By Henry Taylor, Executive

In June, an editorial controversy at the New York Times saw the dramatic resignation of the paper’s opinion editor. James Bennet resigned following an internal and public backlash after the paper published a controversial op-ed by a Republican senator at the peak of the unrest following the death of George Floyd. The controversy raised challenging questions about balance, free speech and editorial responsibility. At the time, my colleague and I wrote that the situation was a sign of the growing power of individual journalists to bring about a revolt in the newsroom.

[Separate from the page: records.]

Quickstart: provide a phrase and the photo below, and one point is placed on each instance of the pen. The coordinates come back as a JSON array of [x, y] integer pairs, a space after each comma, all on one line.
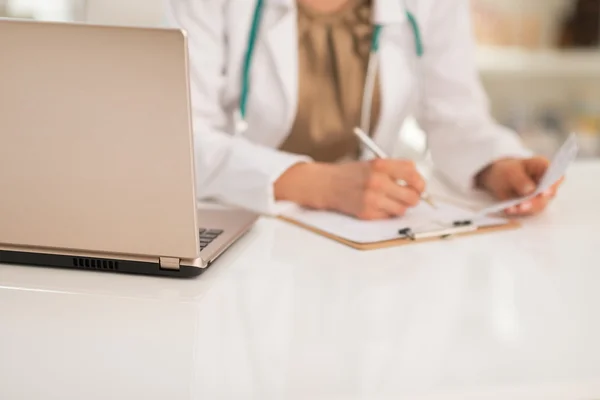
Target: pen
[[367, 141]]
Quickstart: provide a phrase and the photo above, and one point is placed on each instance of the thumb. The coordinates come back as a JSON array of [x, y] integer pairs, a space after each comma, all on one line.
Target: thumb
[[520, 182]]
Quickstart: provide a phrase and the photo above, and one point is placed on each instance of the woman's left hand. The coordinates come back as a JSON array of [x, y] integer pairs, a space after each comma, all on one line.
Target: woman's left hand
[[510, 178]]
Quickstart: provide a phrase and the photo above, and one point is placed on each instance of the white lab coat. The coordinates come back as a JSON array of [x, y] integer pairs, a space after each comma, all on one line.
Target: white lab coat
[[452, 109]]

Now, the next chapter of the saga at the paper has unfolded, with one of its most provocative writers resigning in protest at the paper’s management, editorial direction and treatment of staff. In a wide-ranging and illuminating open letter, Bari Weiss accused the paper of being rife with internal bullying, quasi-edited by Twitter echo chambers and unwilling to publish potentially challenging opinions.

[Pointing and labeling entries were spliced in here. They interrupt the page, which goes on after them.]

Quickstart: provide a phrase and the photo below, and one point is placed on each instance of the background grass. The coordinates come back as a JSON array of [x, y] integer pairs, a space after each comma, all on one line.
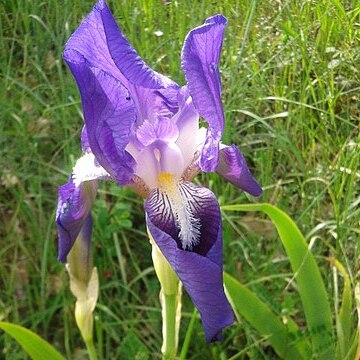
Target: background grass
[[291, 92]]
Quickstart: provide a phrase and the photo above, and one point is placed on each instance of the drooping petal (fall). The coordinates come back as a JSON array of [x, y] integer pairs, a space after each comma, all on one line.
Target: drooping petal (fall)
[[101, 43], [232, 166], [75, 200], [200, 270], [200, 59]]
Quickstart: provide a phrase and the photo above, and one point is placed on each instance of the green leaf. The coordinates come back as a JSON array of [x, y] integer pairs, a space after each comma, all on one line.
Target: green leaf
[[344, 317], [34, 345], [307, 275], [285, 339]]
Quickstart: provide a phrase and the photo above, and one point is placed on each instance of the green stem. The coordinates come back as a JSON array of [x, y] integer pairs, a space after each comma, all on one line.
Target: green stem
[[91, 349], [169, 326]]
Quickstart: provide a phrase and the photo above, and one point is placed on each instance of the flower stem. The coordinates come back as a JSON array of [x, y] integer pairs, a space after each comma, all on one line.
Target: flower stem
[[91, 349], [170, 299], [169, 326]]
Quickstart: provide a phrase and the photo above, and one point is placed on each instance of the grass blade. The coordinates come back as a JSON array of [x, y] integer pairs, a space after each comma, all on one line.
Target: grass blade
[[33, 344], [311, 287], [284, 339]]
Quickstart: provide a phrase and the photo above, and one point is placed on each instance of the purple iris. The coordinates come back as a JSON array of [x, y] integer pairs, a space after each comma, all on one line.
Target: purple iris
[[142, 130]]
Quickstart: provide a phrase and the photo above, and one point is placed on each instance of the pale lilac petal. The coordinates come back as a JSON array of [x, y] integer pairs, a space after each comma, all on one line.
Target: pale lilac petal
[[109, 115], [232, 166], [161, 129], [200, 59], [200, 270], [73, 212], [159, 157]]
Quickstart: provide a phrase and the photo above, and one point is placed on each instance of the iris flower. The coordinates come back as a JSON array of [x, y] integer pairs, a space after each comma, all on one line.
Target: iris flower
[[142, 129]]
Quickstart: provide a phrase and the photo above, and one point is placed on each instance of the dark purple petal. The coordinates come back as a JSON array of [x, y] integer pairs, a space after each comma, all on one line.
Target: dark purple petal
[[232, 166], [100, 41], [109, 115], [73, 213], [200, 59], [187, 121], [200, 270], [85, 146]]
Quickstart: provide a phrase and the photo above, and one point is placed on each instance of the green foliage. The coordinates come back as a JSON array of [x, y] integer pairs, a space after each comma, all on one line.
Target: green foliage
[[313, 295], [34, 345], [291, 99]]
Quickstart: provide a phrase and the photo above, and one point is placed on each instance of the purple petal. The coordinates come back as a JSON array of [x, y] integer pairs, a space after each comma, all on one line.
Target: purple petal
[[161, 129], [159, 157], [109, 115], [125, 56], [200, 270], [232, 166], [100, 42], [200, 59], [73, 213]]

The challenges of editing an opinion column to satisfy divided America cannot be underestimated, especially with polarising and deeply-rooted issues like racial inequality at the forefront of the news agenda. Nevertheless, the reputational crisis for the New York Times is becoming increasingly severe and risks undermining its status as one of America’s most respected news outlets.

There is some irony in the fact that Weiss’s resignation carries such weight because of her high-profile presence on Twitter, the very platform that she accuses of effectively editing the paper. Just as social media has amplified the voices of individual journalists and allowed them to reach new audiences, it has also created bubbles of discourse that are increasingly shielded from dissenting opinion, driving clicks towards sites that cater to these pockets of radical views on both ends of the political spectrum.

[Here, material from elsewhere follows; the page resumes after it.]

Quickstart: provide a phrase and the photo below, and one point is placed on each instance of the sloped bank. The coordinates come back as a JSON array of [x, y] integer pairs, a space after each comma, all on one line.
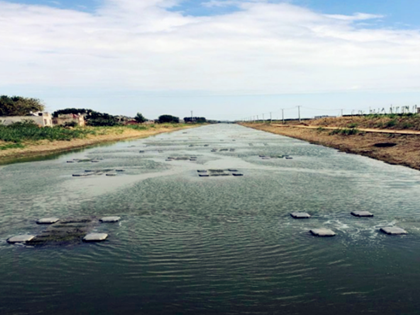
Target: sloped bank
[[45, 148], [390, 148]]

While the New York Times has long held a liberal slant within America’s media landscape, it has typically been a broad church of opinion. For such publications, navigating this increasingly fragmented online environment is perhaps the biggest editorial challenge in decades.

In a world where young journalists have grown up with – or indeed within – the Twittersphere, regulating internal differences of opinion is also a new challenge for the management of papers.  According to Weiss’s resignation letter, this was not managed well at the New York Times, with claims that she was labelled a Nazi and a racist, openly demeaned on internal Slack channels and publicly smeared online by other employees, while those responsible were never reprimanded. Some news outlets have begun trying to address the potential for these issues – closer to home, Sky News recently introduced guidelines regulating its journalists’ personal Twitter activity, while the BBC has started a review into the same issue for its own writers. Only yesterday, the BBC’s head of editorial standards and former On The Record editor, David Jordan, said Twitter had “become almost addictive” for some BBC journalists and that editorial standards were not always maintained.

As long-running and reputable publications from across the political spectrum begin to take steps to tackle these difficulties, they have an opportunity to turn the tide on the long running decline in the public’s trust of the media. If they fail to do so, there is no doubt that further reputational issues will follow, causing potentially significant damage to the quality of public discourse.